Face Recognition
- How to solve face recognition problem with one-shot learning, which uses Siamese Network and Triplet loss function.
- Face verification problem with binary classification, introduce logistic unit and chi-square norm.
Face Verification
- 1:1 problem
- Input: image, name/ID of a certain person
- Output: if input image is that specific person
Face Recognition
- 1:K problem
- Input: image
- Output: if input image is one of the K persons / not recognized
Note: face verification model can be used to face recognition problem unless it has a very high accuracy.
if the former has 1% chance to make a mistake, then it will be K% chance while in recognition task.
One-Shot Learning
Learning from 1 example to recognize the person again. For normal CNN, we don’t have that much image data. And every time add a new person to system, we don’t want to train the network again.
Learn a similarity function ‘d’
d(img1, img2) = difference between img1 and img2
- d(img1, img2) ≤ τ: img1 and img2 are $same$ person
- d(img1, img2) > τ: img1 and img2 are $different$ person
Siamese Network
Instead of using the ‘softmax’ output layer as a classifier learned before, we use a ‘fully-connected’ layer deeper in the network.

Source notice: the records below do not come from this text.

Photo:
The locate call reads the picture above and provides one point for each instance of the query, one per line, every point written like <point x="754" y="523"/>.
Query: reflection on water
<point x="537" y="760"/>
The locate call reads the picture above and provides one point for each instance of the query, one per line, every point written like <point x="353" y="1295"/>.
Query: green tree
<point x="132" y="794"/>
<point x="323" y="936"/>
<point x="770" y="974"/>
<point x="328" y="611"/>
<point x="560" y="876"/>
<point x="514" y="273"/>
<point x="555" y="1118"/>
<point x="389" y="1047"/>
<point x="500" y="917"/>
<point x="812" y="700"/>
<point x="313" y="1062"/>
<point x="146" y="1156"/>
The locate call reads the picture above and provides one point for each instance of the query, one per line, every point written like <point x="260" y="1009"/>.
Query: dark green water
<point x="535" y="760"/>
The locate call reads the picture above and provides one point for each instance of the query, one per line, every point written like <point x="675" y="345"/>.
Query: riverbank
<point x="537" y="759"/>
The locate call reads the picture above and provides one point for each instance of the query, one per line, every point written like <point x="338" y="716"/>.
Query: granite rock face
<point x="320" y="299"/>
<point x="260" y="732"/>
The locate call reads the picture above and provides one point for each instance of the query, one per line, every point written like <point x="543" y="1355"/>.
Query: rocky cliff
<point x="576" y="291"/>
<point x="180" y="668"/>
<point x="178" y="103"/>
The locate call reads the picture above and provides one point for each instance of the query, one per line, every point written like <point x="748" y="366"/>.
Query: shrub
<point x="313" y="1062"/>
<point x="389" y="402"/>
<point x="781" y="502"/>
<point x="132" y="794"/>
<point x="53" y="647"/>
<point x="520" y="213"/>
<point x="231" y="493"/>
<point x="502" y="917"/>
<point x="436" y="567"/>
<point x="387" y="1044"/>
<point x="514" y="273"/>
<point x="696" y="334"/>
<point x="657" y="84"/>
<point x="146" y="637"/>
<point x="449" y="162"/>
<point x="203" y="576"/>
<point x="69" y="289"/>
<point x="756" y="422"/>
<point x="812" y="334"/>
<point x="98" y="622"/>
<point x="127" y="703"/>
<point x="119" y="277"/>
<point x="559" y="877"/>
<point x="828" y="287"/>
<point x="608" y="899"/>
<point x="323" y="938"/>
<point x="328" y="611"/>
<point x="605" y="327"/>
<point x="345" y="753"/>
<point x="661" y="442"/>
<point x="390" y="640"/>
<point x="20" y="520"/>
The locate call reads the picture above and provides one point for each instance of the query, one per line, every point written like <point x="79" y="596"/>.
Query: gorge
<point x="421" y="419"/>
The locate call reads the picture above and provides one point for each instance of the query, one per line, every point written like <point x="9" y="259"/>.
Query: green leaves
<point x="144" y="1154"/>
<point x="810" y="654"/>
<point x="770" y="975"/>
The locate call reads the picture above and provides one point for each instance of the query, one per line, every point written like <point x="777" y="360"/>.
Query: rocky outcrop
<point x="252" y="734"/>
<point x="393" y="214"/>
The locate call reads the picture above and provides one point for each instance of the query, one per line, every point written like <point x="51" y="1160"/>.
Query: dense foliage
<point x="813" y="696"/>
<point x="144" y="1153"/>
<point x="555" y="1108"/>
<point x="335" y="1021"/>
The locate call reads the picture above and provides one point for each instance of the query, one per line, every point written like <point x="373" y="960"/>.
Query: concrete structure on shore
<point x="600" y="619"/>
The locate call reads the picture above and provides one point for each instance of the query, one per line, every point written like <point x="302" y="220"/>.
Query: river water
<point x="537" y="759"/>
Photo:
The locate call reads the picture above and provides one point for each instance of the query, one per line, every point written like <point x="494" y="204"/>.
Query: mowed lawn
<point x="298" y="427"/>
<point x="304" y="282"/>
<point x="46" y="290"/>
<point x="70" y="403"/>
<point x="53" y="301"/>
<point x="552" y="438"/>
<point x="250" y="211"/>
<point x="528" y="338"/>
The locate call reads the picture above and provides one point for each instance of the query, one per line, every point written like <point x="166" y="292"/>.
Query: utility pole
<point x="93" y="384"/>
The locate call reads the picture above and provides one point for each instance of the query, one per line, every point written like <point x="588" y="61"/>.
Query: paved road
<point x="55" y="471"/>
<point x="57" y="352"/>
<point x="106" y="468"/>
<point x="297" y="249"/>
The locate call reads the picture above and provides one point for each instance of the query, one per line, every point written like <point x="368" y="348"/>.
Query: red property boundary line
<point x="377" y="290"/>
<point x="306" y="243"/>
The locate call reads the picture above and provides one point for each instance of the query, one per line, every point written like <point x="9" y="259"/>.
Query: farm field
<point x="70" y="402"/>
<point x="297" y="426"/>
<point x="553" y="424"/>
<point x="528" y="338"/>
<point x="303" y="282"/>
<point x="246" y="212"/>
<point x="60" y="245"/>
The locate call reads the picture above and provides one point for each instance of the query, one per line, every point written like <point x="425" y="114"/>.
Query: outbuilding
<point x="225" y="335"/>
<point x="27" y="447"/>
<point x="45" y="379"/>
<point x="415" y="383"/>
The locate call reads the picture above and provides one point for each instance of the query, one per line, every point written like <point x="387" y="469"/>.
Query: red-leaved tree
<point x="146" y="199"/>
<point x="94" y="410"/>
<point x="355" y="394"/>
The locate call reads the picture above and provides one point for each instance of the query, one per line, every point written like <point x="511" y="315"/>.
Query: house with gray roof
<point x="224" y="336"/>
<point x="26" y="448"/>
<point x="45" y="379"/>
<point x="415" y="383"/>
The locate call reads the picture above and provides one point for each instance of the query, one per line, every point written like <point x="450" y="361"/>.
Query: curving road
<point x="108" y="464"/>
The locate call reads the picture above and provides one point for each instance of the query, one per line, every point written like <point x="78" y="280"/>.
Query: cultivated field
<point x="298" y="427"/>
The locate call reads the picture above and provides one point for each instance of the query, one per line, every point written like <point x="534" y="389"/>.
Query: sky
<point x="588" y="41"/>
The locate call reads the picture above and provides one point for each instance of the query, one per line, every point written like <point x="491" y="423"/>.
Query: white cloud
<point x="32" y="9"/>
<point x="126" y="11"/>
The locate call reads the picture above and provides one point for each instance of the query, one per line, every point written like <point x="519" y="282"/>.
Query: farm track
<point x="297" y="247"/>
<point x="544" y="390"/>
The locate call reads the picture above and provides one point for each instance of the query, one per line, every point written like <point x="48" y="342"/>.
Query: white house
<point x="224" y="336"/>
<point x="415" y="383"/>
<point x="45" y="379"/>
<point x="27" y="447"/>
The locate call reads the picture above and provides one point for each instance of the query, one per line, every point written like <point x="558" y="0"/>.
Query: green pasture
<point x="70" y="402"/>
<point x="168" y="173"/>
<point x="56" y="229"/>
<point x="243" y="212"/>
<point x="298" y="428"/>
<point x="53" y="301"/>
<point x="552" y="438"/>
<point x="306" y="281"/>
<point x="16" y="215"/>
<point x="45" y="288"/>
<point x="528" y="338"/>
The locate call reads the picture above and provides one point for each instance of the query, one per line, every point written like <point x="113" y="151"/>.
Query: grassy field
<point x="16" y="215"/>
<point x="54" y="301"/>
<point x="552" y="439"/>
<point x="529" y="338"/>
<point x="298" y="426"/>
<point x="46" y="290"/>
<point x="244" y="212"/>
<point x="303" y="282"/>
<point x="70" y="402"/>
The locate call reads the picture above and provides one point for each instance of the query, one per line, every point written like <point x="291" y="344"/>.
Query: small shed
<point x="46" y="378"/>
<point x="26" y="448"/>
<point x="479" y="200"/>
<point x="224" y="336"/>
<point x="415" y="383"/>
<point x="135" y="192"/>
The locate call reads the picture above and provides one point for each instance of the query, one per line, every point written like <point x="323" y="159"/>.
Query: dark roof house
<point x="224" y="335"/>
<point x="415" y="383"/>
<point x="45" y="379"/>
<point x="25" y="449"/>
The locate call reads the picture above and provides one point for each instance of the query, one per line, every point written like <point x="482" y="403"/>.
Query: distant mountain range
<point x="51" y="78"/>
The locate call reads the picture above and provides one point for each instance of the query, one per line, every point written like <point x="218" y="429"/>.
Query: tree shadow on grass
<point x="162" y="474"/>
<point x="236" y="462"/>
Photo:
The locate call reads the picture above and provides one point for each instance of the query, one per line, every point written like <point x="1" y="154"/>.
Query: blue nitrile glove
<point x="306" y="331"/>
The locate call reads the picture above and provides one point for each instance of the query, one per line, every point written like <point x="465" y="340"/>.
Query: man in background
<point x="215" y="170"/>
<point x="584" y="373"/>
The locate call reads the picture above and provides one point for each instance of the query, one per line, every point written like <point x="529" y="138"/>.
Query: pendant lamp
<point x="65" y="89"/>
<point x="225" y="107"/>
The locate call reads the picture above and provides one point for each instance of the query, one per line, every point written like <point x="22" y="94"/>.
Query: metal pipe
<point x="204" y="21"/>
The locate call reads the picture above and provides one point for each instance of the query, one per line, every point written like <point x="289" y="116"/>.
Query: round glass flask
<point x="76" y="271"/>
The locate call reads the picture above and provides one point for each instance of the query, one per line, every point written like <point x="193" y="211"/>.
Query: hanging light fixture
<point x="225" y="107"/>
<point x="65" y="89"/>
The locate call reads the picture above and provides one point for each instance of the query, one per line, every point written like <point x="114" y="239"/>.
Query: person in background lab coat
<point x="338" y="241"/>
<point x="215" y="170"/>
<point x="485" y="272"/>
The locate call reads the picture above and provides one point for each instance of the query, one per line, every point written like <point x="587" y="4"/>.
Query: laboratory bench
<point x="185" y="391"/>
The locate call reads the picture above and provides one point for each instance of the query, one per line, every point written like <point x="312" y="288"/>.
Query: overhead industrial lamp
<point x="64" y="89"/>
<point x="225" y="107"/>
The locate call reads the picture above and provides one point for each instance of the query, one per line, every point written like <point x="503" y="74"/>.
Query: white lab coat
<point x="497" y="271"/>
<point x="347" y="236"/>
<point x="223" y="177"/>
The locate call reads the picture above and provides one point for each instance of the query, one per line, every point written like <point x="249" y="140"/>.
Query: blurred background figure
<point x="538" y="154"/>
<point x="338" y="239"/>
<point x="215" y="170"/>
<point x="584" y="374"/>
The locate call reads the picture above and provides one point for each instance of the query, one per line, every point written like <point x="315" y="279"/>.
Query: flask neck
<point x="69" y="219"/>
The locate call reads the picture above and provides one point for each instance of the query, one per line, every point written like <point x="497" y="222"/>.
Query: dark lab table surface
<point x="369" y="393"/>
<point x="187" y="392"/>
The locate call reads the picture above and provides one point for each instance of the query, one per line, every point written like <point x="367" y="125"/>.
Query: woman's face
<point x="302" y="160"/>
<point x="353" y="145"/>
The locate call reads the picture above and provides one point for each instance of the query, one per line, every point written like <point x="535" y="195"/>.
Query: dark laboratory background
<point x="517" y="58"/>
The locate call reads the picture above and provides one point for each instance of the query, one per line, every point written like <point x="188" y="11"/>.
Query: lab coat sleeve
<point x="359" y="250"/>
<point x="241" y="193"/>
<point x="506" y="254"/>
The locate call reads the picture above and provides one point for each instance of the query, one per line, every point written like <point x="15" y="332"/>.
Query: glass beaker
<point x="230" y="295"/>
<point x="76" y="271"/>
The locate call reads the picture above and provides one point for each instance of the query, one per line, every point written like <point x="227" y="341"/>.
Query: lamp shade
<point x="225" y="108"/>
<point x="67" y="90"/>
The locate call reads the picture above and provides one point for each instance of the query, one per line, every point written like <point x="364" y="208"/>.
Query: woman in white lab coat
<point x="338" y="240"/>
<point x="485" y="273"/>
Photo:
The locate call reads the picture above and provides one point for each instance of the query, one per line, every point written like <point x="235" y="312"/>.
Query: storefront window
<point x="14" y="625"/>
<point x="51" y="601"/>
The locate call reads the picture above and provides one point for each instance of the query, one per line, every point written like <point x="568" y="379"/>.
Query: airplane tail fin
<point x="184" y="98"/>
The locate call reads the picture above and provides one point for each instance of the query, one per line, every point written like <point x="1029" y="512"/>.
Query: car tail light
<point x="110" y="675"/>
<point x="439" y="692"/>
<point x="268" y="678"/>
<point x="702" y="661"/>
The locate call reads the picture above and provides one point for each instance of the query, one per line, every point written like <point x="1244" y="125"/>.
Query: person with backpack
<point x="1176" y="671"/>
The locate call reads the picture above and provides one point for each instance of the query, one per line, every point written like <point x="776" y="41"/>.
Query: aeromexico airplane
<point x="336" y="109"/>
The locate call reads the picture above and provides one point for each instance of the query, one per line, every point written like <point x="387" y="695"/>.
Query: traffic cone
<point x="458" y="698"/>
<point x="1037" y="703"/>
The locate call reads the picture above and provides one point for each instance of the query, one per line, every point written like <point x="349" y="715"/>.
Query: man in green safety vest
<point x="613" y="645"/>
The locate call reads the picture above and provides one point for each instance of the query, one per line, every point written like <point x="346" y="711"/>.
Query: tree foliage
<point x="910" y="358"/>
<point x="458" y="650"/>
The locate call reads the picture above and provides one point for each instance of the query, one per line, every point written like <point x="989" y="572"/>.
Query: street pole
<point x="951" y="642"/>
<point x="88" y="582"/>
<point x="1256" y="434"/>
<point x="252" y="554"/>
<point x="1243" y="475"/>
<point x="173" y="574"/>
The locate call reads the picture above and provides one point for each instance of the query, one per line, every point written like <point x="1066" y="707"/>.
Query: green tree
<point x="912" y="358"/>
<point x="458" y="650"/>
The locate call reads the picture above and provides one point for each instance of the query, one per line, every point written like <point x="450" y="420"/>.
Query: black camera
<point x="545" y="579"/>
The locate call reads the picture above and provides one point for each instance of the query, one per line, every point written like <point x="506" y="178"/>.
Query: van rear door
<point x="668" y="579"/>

The vector of this FC layer is called ‘encoding of input image1’, which is $f(image1)$. The difference between img1 and img2 is presented by ‘Euclidean Distance’, which is
$
d(\mathbf{f(img1)}, \mathbf{f(img2)}) = \sqrt{\sum_{i=1}^n (f(img1)_i - f(img2)_i)^2}
$
Goal of Learning Siamese Network
- Params of network represent the encoding of $ f(img_i) $
- Learn params so that:
- If $img_i$, $img_j$ are ‘same’ person, $d(img_i, img_j)$ is small ;
- If $img_i$, $img_j$ are ‘different’ person, $d(img_i, img_j)$ is large.
Triplet Loss Function
Triplet: should always watch 3 images: Anchor, Positive (same person with anchor) and Negative (different person with anchor)
Target: difference between d(A, P) and d(A, N) is greater or equal to a margin (-α), which is:
$d(A, P) + α - d(A, N) ≤ 0$
Loss Function: $L(A, P, N) = max(d(A, P) + α - d(A, N), 0)$
Cost Function: $J = \sum_{i=1}^n (L(A, P, N))$
Paper
FaceNet: A unified embedding for face recognition and clustering.
Face Verification and Binary Classification
Previous: Use ‘Triplet’ loss function to train the params in ConvNet
Binary Classification:
- Take two images ($ x^i, x^j $) from new input and database, separately into the Siamese Network
- Embed their encodings ($ f(x^i), f(x^j) $) into a logistic regression unit
- Make a prediction. (1: same person, 0: different person)
Procedure of Logistic Unit
$
\begin{aligned}
\hat{y} = \text{sigmoid}\left(\sum_{k=1}^n w_k \cdot \left|{f(x^i)}_k - {f(x^j)}_k\right| + b\right),\ n = num\ of\ features\ in\ encoding
\end{aligned}
$
where
$
\left|{f(x^i)}_k - {f(x^j)}_k\right| = \frac{ \left({f(x^i)}_k - {f(x^j)}_k \right)^2 }{ {f(x^i)}_k + {f(x^j)}_k }
$, which is called ‘chi square norm’
Pre-Compute the encodings for Database Image
Pre-compute the encodings for all database images, when a new image comes,
we can just compute its encoding and embed it with the pre-computed encodings to make a prediction
Not only used in binary face verification, but also in triplet loss function.
Paper
DeepFace closing the gap to human level performance.